Even now, believers gather to worship and collectively remember the stories we live by. Each Sunday in my church, when I take the Eucharist, the priest repeats Jesus’ words: “Do this in remembrance of me.” Yet each week, through confession, we acknowledge that all of us, in the words of Isaiah, “have forgotten the God” of our salvation.

But Isaiah also tells us that while we may be forgetful, God is not. Isaiah 49 contains perhaps the most poignant statement about God’s memory. In it, God speaks: “Can a mother forget her nursing child?” The verse continues: “But even if that were possible, I would not forget you! See, I have written your name on the palms of my hands.”

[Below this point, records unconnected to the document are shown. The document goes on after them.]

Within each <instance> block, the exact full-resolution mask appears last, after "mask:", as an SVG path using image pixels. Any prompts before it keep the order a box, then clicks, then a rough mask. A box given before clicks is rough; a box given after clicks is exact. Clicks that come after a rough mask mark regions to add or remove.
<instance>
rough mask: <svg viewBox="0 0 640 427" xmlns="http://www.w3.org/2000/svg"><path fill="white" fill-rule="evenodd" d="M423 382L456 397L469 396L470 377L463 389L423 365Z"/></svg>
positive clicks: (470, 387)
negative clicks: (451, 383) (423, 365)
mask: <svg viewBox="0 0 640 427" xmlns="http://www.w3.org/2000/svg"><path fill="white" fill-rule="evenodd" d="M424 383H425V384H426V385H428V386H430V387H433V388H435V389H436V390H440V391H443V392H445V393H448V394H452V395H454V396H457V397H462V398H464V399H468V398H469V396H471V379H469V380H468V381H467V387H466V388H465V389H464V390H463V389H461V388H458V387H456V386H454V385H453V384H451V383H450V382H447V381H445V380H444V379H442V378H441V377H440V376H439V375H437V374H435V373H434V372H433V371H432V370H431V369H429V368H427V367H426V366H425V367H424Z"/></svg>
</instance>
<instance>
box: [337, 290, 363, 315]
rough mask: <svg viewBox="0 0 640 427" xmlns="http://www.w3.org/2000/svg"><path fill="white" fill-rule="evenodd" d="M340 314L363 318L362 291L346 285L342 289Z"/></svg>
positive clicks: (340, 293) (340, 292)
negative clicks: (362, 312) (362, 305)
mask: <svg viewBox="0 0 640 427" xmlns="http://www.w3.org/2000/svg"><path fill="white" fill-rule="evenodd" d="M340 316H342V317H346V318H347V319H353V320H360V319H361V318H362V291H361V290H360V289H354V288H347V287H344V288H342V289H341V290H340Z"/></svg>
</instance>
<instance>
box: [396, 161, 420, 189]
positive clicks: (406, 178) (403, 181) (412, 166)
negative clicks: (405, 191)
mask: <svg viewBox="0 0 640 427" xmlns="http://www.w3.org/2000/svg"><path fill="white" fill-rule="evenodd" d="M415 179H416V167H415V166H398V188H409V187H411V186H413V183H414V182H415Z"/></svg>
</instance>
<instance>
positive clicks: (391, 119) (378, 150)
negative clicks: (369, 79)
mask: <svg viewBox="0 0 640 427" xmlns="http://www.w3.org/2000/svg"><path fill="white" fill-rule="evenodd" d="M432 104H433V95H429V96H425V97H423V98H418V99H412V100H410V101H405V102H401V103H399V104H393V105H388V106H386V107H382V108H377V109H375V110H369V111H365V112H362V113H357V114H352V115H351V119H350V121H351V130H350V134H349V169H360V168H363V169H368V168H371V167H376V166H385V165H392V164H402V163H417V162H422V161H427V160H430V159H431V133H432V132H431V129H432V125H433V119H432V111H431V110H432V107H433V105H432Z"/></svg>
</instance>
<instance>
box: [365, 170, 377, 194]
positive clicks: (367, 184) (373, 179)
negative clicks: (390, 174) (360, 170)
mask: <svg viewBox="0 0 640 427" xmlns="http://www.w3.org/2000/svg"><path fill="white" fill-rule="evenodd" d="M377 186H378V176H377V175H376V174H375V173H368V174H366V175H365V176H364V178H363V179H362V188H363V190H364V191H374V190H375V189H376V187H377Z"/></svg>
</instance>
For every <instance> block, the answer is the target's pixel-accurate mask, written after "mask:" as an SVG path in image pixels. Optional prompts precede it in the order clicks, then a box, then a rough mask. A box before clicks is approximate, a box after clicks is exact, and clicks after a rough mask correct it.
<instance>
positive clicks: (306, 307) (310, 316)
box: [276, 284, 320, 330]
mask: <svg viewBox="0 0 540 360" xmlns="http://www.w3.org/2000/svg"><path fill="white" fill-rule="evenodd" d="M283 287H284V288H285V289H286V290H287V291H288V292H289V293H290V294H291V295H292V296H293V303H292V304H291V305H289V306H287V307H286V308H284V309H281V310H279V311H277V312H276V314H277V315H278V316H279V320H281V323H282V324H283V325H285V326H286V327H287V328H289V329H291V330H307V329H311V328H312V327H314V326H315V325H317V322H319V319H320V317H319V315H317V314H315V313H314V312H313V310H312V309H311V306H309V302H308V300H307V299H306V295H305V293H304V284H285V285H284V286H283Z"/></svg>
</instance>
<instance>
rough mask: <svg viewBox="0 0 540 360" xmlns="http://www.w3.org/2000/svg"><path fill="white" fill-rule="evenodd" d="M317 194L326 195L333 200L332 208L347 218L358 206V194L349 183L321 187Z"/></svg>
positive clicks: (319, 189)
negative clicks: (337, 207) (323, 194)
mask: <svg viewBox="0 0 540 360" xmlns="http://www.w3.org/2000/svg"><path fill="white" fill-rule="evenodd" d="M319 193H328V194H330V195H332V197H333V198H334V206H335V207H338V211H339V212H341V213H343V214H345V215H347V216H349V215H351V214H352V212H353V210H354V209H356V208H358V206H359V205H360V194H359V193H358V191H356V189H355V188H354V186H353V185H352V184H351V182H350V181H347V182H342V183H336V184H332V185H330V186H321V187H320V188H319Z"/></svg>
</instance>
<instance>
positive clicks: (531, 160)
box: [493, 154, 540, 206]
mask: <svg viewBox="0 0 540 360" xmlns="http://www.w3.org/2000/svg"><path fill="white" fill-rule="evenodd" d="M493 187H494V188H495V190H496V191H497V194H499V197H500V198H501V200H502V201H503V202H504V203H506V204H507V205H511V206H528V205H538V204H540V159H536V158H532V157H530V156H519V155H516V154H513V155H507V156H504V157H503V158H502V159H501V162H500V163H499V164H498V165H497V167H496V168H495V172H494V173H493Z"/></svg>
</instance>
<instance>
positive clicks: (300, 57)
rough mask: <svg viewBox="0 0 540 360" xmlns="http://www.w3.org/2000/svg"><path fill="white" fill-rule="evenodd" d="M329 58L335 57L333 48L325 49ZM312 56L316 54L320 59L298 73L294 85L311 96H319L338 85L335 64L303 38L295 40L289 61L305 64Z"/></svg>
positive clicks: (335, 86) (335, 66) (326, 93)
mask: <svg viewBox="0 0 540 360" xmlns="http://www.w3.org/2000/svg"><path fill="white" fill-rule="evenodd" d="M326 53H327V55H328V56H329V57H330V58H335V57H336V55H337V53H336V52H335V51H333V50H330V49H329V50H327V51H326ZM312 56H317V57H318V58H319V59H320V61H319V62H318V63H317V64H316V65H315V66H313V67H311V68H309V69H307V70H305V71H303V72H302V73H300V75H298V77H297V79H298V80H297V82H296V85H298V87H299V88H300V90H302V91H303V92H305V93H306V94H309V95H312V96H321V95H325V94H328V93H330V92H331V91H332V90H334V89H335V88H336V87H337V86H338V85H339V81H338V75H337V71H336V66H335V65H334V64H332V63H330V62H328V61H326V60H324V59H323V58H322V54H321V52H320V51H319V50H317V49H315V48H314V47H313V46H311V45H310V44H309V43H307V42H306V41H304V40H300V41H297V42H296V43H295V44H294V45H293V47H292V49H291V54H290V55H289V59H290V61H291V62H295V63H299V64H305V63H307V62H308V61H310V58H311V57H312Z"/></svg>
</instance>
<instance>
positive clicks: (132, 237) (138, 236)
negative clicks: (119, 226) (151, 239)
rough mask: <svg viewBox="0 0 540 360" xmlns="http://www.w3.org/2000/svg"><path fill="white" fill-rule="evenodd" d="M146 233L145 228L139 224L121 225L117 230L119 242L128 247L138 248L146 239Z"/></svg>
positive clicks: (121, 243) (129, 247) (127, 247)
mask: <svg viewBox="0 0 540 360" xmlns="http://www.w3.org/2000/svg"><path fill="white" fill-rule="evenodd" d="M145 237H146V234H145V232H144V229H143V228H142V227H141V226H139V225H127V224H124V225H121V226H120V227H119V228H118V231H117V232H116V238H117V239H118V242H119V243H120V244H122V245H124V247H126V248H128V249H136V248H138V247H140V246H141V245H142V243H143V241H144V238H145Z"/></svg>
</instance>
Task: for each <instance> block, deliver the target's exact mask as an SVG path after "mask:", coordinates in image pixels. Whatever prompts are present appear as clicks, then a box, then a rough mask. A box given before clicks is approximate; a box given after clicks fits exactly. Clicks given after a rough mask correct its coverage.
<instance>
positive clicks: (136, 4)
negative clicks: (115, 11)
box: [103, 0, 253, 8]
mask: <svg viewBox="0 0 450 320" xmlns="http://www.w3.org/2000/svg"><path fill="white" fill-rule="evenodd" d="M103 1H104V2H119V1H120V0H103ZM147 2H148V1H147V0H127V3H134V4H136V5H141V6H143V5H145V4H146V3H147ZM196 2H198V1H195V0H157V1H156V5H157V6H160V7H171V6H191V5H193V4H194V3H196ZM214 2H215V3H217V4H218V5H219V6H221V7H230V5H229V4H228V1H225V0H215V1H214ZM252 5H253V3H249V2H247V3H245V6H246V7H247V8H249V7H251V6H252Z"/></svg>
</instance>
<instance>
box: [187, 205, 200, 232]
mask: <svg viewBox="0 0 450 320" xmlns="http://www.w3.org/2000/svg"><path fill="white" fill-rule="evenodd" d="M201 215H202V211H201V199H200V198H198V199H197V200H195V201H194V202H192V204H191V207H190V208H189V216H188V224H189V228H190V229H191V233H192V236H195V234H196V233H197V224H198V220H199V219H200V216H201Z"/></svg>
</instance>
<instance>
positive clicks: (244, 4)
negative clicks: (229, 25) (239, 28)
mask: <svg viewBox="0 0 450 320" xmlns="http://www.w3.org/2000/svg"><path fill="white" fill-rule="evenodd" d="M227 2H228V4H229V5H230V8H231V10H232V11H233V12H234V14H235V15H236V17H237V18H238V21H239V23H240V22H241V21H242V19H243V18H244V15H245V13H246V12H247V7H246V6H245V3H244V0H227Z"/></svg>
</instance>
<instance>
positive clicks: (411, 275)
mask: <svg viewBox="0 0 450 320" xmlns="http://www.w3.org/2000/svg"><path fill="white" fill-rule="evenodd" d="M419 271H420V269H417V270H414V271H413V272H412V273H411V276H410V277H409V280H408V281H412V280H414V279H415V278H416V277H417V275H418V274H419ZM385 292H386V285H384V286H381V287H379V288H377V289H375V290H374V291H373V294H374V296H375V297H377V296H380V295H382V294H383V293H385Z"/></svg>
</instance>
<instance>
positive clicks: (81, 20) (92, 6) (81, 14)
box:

My mother may eventually forget me, her daughter whom she deeply loves. But God will not forget my mother. “At the heart of God’s intimate knowing of human beings,” writes Swinton, “lies God’s remembering of us.” He explains that the scriptures suggest that all things are eternally present to God, who is outside of and unbeholden to time. For God to remember someone, then, means that they are present to God, and therefore their existence and worth are safe, fixed and undiminished.

I do not and cannot know what lies ahead for my mom, or for me, or for anyone I love. I do not know what I will remember and what I will not. I do not know if everything I’ve ever said and written and done will be lost and forgotten. But my hope is that we are held fast, even now, in the eternal memory of God.